Christen seien immer noch die Mehrheit in den USA. In New York seien es hauptsächlich Katholiken, so Carr. Historisch hätten diese eher die Demokratische Partei gewählt, "weil sie vor allem Arbeiter angesprochen hat und die Katholiken sind am Anfang vor allem Arbeiter und Einwanderer gewesen". Als die Katholiken in den Mittelstand aufgestiegen sind, hätten sie zunehmend auch die Republikaner gewählt. Carr: "Demokraten und Republikaner schließen keine katholische Soziallehre ein. Sie decken einige Themen ab - aber nicht alle. Für Katholiken ist es schwierig zu entscheiden, welche Partei im Einklang mit der Kirche und ihrer Lehre ist."
Darauf angesprochen, dass Donald Trumps Lebensweg alles andere als ein Leben im christlichen Glauben wiederspiegle und er trotzdem so viele Christen und Christinnen in Amerika anspreche, meinte Carr: "Man wählt das geringere Übel."

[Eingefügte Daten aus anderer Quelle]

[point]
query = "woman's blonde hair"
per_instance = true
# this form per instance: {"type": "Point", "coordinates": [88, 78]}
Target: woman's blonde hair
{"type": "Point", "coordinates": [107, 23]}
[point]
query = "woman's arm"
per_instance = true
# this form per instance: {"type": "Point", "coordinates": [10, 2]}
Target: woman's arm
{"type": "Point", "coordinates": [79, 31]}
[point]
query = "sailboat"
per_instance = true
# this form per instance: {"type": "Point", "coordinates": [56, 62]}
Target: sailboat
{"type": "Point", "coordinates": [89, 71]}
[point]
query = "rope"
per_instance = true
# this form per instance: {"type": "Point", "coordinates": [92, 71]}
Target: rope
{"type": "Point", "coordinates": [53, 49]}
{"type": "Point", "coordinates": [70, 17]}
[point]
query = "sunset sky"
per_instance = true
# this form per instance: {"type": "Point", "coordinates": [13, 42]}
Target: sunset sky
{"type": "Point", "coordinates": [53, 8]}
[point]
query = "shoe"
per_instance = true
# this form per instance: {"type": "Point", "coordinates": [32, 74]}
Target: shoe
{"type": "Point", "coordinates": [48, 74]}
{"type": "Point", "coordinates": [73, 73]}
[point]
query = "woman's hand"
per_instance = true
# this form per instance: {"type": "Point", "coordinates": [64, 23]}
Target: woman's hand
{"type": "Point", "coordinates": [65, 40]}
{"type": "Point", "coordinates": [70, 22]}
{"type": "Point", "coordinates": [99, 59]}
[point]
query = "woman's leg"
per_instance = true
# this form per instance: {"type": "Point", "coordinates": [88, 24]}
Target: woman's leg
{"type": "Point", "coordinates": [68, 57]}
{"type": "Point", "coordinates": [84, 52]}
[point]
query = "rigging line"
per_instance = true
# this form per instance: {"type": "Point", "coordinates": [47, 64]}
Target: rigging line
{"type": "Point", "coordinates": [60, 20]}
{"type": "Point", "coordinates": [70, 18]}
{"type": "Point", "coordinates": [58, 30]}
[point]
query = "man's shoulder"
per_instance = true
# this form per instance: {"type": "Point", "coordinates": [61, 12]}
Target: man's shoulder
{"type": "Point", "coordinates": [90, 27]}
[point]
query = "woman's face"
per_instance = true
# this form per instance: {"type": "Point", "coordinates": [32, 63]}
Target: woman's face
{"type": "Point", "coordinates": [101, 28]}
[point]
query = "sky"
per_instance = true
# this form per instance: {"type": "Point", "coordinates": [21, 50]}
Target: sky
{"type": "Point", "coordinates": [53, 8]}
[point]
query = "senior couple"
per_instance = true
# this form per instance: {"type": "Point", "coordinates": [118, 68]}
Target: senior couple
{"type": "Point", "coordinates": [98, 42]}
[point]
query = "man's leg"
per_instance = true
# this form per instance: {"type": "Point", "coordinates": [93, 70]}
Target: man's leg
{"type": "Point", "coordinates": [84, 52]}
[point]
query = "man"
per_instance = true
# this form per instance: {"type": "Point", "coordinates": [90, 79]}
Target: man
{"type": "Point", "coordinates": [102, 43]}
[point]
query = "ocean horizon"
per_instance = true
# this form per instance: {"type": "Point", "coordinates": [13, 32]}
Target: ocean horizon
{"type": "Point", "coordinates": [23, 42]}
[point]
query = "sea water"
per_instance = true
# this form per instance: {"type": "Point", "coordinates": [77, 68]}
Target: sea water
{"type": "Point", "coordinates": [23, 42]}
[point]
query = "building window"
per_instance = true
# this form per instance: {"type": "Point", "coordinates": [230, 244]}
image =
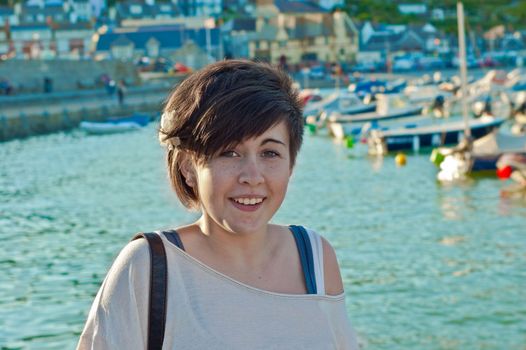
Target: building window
{"type": "Point", "coordinates": [136, 9]}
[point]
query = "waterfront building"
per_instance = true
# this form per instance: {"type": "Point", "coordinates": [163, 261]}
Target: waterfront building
{"type": "Point", "coordinates": [200, 8]}
{"type": "Point", "coordinates": [192, 47]}
{"type": "Point", "coordinates": [137, 11]}
{"type": "Point", "coordinates": [31, 40]}
{"type": "Point", "coordinates": [381, 43]}
{"type": "Point", "coordinates": [292, 31]}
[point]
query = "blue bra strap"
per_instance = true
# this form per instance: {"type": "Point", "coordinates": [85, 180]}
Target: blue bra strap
{"type": "Point", "coordinates": [173, 237]}
{"type": "Point", "coordinates": [307, 261]}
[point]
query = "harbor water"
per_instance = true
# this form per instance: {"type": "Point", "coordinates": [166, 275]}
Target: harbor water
{"type": "Point", "coordinates": [425, 266]}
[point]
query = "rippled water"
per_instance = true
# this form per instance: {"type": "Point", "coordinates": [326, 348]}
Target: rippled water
{"type": "Point", "coordinates": [425, 266]}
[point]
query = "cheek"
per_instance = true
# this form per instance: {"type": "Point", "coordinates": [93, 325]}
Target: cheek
{"type": "Point", "coordinates": [214, 180]}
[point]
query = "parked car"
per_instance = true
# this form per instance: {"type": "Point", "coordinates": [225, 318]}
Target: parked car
{"type": "Point", "coordinates": [403, 65]}
{"type": "Point", "coordinates": [317, 72]}
{"type": "Point", "coordinates": [365, 67]}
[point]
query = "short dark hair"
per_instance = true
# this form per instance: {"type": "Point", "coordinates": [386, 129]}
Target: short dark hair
{"type": "Point", "coordinates": [223, 104]}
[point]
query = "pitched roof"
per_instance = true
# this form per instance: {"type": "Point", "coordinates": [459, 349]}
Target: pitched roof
{"type": "Point", "coordinates": [170, 38]}
{"type": "Point", "coordinates": [6, 11]}
{"type": "Point", "coordinates": [246, 24]}
{"type": "Point", "coordinates": [286, 6]}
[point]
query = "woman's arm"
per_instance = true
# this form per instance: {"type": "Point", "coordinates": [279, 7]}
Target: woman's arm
{"type": "Point", "coordinates": [332, 275]}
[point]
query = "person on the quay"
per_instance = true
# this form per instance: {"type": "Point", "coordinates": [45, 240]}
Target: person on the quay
{"type": "Point", "coordinates": [235, 281]}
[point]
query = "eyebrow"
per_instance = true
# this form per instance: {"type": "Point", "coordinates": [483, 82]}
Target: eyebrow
{"type": "Point", "coordinates": [265, 141]}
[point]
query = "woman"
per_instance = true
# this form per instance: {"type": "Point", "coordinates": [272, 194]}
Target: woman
{"type": "Point", "coordinates": [235, 281]}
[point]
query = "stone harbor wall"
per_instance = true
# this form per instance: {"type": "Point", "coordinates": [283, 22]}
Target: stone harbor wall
{"type": "Point", "coordinates": [33, 76]}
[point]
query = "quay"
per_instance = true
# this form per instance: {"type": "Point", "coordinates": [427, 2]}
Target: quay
{"type": "Point", "coordinates": [41, 113]}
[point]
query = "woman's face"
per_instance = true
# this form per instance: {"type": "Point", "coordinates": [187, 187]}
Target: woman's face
{"type": "Point", "coordinates": [242, 187]}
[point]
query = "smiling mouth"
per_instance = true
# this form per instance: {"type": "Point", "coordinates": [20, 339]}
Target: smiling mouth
{"type": "Point", "coordinates": [248, 201]}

Viele Menschen würden auch gar nicht wählen, weil sie sich nicht vertreten fühlen. Mit dem Rücktritt von Präsident Joe Biden als Kandidat habe sich dies noch verschärft, so Carr: "Obwohl die Demokraten für Abtreibung und Transgender-Rechte stehen, war Biden immer noch Katholik. Dieser stärkere Unterschied zwischen Harris und Trump könnte ihr helfen, aber auch viele Leute abschrecken."